New Ideas in Riot Control

The tactics and tools used in crowd control situations have not changed much over time. Here are three examples. On the left is a Roman Shield Wall augmented by the short stabbing sword issued to Roman soldiers.  In the center is the “British Fighting Square.” This formation was used when an infantry unit was caught in the open and confronted with cavalry. The first rank kneeled with fixed bayonets the rifle butt set into the ground. The second rank also had fixed bayonets and loaded weapons. The third example is a modern police shield line. If you think about it, the modern line represents a step back as the police have non-lethal riot batons as their primary weapon. 

I admit to being “old school” people who choose to fight with police ought to feel like they have been in a fight at the end of the day, otherwise, how will they benefit from the experience? But every thing is less lethal and non-lethal these days. This requires a rethinking of police tactics, equipment, and goals.

The press will always jump on the number of people drawing breath at a given location when estimating crowds. The police know different. People attend protests for a variety of reasons and protest is probably not near the top. They are curious; they want to be entertained, they are there because of promises of free music, good dope and protester chicks put out. Only ten percent of a faction is committed to the cause. The vast majority need two things to abandon the cause, a reason, and a route. At the first sign of an adverse action, most people will choose to leave, if they can.

This brings me to the first innovation in police equipment.

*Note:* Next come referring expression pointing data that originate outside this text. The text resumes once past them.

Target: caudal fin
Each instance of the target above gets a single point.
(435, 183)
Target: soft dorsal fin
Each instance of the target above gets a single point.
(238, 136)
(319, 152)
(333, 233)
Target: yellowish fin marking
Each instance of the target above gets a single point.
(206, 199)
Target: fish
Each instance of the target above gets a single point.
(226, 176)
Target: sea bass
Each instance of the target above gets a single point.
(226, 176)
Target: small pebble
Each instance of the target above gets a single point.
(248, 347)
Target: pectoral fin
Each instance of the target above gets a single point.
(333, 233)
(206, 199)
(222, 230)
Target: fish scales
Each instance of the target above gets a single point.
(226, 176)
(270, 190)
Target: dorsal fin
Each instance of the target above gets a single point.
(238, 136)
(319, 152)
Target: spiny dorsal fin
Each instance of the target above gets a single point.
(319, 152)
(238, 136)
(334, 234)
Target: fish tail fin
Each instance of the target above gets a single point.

    Less Lethal Police Technology Shotmaker Crowd Disbursal Device

Ball Feed – Adjustable from one ball every 1 second to every 6 seconds, Ball Speed –  Up to 95 MPH, Elevation Control – Ball trajectory is electronically adjustable from groundstroke to lob, 300 ball capacity.

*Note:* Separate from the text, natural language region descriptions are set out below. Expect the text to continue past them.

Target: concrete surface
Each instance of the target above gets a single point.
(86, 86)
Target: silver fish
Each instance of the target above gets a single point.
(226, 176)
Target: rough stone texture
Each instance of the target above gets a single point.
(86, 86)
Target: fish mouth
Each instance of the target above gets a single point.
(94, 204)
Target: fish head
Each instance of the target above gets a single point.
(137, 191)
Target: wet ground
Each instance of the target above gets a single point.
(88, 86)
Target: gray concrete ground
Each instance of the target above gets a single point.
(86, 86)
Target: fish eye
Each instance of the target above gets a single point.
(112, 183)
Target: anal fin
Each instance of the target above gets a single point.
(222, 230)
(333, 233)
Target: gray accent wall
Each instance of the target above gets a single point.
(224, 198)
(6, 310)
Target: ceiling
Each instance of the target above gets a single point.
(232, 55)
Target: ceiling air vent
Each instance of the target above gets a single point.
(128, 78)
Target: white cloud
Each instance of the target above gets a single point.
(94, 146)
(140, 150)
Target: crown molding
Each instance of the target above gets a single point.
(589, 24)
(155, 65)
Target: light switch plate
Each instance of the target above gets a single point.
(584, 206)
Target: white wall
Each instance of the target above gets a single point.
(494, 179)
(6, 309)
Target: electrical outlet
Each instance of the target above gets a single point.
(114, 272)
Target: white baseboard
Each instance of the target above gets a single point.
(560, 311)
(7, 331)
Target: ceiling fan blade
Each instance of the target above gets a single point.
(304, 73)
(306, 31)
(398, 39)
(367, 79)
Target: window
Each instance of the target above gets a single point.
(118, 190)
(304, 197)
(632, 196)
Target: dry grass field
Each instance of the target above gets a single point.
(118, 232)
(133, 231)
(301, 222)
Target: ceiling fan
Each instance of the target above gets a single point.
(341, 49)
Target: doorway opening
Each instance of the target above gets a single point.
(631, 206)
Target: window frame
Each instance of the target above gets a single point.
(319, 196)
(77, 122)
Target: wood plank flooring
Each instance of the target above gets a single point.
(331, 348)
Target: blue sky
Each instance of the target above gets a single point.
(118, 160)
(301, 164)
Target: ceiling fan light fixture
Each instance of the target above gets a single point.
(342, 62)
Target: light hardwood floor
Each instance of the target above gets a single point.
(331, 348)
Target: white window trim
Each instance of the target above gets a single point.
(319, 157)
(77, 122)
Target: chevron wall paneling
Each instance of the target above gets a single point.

Go to any tennis club, training camp or school and you will find a variation of this machine. It shoots tennis balls so players can improve their game. Have a group protesters that refuse to disperse? How about 300 tennis balls down range in 300 seconds at up to 95 mph? How can this be a weapon?

There are several dimensions to consider:

Protesters: The police shot tennis balls at us. The tennis balls hurt. The protest line breaks and runs.

Eleven-year-old-girl: Coach set up the shotmaker and fired tennis balls at us. Sometimes I got hurt, and it stung a little.

ACLU: We object to the militarization of tennis ball machines, it’s an automatic weapon.

If this machine were deployed before police physical contact, crowd numbers would be reduced. The crowd dynamic may shift from support to ridicule of the protesters unable to stand up to a barrage of tennis balls. Aside from feminists running around with plastic vaginas on their head demanding to be taken seriously, it is tough to appear heroic running from a tennis ball.